Thursday, August 6, 2015

Amazing People//Angelina Jolie//By the Sea

Angelina Jolie very publicly got a preventive double mastectomy to deter her 87% chance of breast cancer, all the while promoting annual testing and check ups for women so that they too could lower their chances of getting the disease. She has been visiting refugee camps and working as a committed ambassador for the United Nations High Commissioner for Refugees for the past 14 years. In fact, every time she visits the camps, she pays out of her own pocket and lives in the same condition as other field staff members. She works closely as an advocate for bettering the lives of child immigrants, even creating schools around the middle east in places such as Afghanistan and Kenya, where one young female student, named Naomi Chol, actually happened to possess the highest rank in her academic region. (The story of Chol is an incredible one detailed in this UNHCR article. "I want to be a neurosurgeon. I love science, and I know there aren't many female neurosurgeons in the region, but I believe in myself.")

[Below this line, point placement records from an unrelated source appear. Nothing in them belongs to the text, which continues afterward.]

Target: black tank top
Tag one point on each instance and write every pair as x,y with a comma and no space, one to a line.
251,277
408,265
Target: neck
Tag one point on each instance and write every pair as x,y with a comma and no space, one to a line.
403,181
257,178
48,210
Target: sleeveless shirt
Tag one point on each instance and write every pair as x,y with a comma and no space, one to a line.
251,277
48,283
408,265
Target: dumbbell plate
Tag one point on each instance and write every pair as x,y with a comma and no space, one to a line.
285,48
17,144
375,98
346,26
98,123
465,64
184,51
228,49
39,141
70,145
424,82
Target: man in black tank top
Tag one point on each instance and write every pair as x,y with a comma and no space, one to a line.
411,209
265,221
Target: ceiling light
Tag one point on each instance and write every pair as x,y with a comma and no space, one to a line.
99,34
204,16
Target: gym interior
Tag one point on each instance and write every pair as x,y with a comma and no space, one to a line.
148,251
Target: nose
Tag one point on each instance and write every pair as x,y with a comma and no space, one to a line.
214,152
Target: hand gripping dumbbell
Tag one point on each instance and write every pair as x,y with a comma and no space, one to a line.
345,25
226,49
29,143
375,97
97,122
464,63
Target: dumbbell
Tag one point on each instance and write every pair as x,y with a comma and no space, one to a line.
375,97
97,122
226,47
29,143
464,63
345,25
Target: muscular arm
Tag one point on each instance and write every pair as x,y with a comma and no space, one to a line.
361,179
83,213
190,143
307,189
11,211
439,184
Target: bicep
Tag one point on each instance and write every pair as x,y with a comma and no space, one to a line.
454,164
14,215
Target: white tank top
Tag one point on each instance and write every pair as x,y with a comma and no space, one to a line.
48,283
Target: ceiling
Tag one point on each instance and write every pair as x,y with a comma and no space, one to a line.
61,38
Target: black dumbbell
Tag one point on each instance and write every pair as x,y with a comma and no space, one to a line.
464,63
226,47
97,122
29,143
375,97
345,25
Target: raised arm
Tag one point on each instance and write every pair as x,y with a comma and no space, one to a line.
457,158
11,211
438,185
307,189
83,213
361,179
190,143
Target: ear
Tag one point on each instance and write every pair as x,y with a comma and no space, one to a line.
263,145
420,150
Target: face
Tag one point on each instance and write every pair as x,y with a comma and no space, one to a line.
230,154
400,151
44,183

While accomplishing these amazing feats, Jolie Pitt has had the time to get married, honeymoon in France, and film/write a feature film By the Sea


The Academy Award winner set the film in the 70's with the main characters, Vanessa, a retired dancer, played by her, and Roland, a writer, played by her husband Brad Pitt, staying in an extravagantly beautiful French resort. Not much comes out of the trailer, either than the visible crumbling of the characters marriage and scenic clips of the Mediterranean coast in Malta.


The style of the movie is very much posh with a subtle undertone of bohemian. Jolie Pitts curled blonde tresses are shiny, but messily styled. Loose, day old looking waves frame her face, creating the appearance of a housewife in near derailment with shots of her gasping, crying, and screaming in the trailer.


It seems as if she plays another powerful character with a voice crippling itself to be heard, as in Clint Eastwood's Changeling and the film that sent her into stardom and acclamation: Girl, Interrupted. When you go through her filmography, you find that she plays her characters with passionate vulnerabilities and a strong willed determination. From super spy Evelyn Salt in Salt to drug addicted supermodel Gia Carangi in the biopic Gia. Her characters have stories to tell and aren't just some sort of twist on manic pixie love tales. They are real and raw and emotional and don't always have happy endings. 


In middle school, a book that was in our reading curriculum was True Women, a large novel written by Janice Woods Windle. It told the true story of the author's heritage featuring women that lived in Texas during the Texas Revolution, the Civil War, and the Reconstruction Era. From what I can remember Windle visited our school for a chat on the book and the television movie that was developed for it. I think she had her husband or son there with her, but I really can't remember who the man was that was telling us this story about one of the leading actresses in the film: Angelina Jolie. 

The man told us how she was so passionate about the character that she was playing, Georgia Virginia Lawshe Woods, that she asked to visit the grave that the real Georgia was buried in, with the author of the book and this man. When they drove there, she kneeled on the ground of the gravesite and simply sat there, with her eyes closed, feeling through the grass and dirt. She didn't say anything for a while, before she finally asked to go back with them to the set.

I'm not entirely sure if this story is 100% true, but I do know that I believe it. There are certain things that just sort of stick with you over time no matter what, and the image of Angelina Jolie crouched in a cemetery, feeling through mounds of dirt to connect to her character,  is one of them for me.